II. That the entire value of the Huntley did not exceed $5,000, and that her freight was but $424.
III. That on the merits, the Brothers was in fault herself.
1. In not beating out her tack.
2. In improperly turning about when the Capes turned about, whereby, with a slight variation of her helm, she could have easily passed under the stern of the Capes.

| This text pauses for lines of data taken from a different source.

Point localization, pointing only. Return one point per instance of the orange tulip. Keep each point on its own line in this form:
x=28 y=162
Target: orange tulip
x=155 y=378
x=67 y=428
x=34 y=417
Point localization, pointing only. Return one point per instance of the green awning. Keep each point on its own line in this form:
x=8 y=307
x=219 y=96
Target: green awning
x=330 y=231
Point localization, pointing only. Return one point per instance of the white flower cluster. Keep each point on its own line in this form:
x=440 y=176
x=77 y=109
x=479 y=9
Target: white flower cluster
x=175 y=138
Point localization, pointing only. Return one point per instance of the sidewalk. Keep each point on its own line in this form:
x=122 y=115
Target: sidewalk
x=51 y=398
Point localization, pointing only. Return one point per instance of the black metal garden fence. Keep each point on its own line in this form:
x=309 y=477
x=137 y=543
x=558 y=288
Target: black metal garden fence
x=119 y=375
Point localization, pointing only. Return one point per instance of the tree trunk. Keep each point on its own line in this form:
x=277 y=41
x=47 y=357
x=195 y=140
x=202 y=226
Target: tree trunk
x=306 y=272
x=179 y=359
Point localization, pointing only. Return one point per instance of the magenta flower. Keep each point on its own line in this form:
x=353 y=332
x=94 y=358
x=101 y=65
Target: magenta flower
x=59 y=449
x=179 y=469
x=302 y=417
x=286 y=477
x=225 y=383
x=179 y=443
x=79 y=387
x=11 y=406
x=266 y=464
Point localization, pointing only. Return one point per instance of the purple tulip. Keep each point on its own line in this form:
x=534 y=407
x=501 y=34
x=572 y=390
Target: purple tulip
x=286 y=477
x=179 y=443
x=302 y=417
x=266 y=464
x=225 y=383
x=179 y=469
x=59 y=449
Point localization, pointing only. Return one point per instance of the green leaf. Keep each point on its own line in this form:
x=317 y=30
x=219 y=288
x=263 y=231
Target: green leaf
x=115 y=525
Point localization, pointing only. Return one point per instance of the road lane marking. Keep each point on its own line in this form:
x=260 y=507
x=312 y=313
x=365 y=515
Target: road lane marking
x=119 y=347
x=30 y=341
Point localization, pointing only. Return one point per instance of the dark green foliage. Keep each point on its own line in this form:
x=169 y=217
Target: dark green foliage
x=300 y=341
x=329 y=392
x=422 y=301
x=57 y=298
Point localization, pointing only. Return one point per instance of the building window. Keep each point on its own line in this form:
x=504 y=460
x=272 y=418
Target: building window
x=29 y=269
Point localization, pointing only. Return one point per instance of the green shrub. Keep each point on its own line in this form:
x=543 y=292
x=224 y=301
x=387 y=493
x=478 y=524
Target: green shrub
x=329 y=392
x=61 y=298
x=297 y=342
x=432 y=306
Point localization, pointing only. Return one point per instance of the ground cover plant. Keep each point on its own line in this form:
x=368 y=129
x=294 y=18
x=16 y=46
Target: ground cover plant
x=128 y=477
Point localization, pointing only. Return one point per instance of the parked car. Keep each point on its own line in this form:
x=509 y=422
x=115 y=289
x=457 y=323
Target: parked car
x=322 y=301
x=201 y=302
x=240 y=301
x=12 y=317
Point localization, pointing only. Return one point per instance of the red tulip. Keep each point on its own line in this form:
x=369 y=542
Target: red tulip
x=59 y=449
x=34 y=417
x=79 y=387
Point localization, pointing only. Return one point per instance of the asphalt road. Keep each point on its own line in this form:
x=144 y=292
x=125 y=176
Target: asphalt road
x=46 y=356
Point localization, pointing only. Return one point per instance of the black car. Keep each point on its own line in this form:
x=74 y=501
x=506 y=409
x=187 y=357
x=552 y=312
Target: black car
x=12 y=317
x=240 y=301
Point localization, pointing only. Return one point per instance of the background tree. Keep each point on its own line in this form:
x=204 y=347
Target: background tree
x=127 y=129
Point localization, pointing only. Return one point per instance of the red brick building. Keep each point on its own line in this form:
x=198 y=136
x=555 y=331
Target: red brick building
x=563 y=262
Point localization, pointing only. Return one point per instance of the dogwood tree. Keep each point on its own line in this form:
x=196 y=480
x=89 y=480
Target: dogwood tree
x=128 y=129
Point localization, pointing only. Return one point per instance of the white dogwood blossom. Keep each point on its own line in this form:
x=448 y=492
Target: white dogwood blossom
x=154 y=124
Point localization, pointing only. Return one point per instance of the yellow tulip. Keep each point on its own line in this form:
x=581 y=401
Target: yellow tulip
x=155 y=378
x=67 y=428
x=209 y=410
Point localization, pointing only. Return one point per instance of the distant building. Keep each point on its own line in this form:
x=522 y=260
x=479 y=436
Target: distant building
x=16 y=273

3. In that when the Brothers turned about on the inshore tack, and whose direction was across the Huntley's bow, the Brothers knew that the Huntley's crew were engaged in reefing her mainsail, by reason of which she was in a crippled condition, and that, in disregard of the rights and condition of the Huntley, the Brothers had placed herself in such a position as to render a collision inevitable. The respondents brought witnesses to show that it was a custom of the sea not to have a lookout in the daytime, and that it was the duty of all vessels to keep out of the way of a reefing vessel. But their evidence was contradicted by the libellants.
The district court dismissed the libel. That court considered that as Hammond, a part owner, was on board and had charge of the vessel at the time of the collision; as he had the exclusive possession and control of her, and manned, victualed, and navigated her at his own expense, he was to be deemed a charterer within the meaning of the act of Congress of March 3, 1851, which exempted the owners from personal liability. And that as Hammond, the captain,
was sued merely as a part owner, and not as the charterer, wrongdoer, or active cause of the disaster, and as his liability was placed, by the libel, on the same ground as that of the other owners, the suit necessarily stood or fell as to all the respondents. The court therefore thought the statute a bar to the suit in this form, and dismissed the libel. This decree being affirmed by the circuit court, the case was brought here on appeal.